# Double Rainbow Report



## captmikestarrett (Apr 28, 2004)

Sometimes quality makes up for quanity..this was one of those trips. We had some quick rain and nice rainbow..20 minutes later it was a double rainbow.. a double rainbow dude.. lots of nice LGMouth and 28 inch really thick Potomac Pike.. Enjoy lots of pics.

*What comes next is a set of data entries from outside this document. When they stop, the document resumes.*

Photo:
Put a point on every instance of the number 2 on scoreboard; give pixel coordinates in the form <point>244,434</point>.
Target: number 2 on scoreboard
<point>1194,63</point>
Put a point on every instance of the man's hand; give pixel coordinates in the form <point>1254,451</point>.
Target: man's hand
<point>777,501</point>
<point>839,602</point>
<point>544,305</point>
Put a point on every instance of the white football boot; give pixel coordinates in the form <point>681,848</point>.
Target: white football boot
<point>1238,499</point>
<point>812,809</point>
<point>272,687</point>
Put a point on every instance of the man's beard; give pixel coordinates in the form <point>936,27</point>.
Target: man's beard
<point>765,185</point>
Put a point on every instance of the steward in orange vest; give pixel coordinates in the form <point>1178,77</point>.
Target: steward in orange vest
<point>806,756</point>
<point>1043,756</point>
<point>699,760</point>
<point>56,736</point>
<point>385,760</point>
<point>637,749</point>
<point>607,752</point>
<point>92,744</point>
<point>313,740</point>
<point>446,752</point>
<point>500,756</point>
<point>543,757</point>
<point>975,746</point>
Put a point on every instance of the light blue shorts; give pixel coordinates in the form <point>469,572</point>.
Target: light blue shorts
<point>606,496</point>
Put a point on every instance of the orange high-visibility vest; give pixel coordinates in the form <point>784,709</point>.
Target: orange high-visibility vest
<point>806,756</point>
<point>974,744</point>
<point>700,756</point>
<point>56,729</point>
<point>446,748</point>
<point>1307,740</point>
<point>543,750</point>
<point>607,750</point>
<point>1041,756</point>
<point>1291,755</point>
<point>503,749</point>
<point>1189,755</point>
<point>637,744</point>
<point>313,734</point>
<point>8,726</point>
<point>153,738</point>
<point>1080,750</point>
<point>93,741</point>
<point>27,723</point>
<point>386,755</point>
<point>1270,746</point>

Yea dudes a double rainbow..

Capt Mike


----------



## wild_sidearm2 (Jul 6, 2011)

That's a snakehead hope ya killed it


----------



## RuddeDogg (Mar 20, 2004)

Awesome!! Great work by all.


----------



## captmikestarrett (Apr 28, 2004)

wild_sidearm2 said:


> That's a snakehead hope ya killed it


Why ??

Capt Mike


----------



## wild_sidearm2 (Jul 6, 2011)

So it doesn't breed and kill more of those pretty bass u catch


----------



## wild_sidearm2 (Jul 6, 2011)

Think there is a mandate to kill them and report it


----------



## jbrady14 (Jan 14, 2011)

wild_sidearm2 said:


> That's a snakehead hope ya killed it


i dont think that is a snakehead.


----------



## Gregc (Oct 20, 2011)

Great looking fish Mike. And oh lord here we go again with the snakehead talk again...


----------



## wild_sidearm2 (Jul 6, 2011)

http://m.youtube.com/#/watch?desktop_uri=/watch?v=lT4eTYR_kyM&v=lT4eTYR_kyM&gl=US wasn't trying to start a big thread but there invasive fish very aggressive and eat a lot of fish then move to other lakes and ponds and wipe out whats in them. I'm a catch and release guy but when it comes to these guys best to killem. Nice bass btw Mike keep them coming


----------



## captmikestarrett (Apr 28, 2004)

Just to clear the air a bit.. Yes it is a northern snakehead (AKA Potomac Pike). To date a bass has never turned up in the stomach of a Potomac Pike. I have cleaned close to 50 so far and examined the stomach contents most of the time. They are a great gamefish and very tastie. I prefer to filet and release them. In 5 years they will be the number one sought after game fish in MD. 

Capt Mike


----------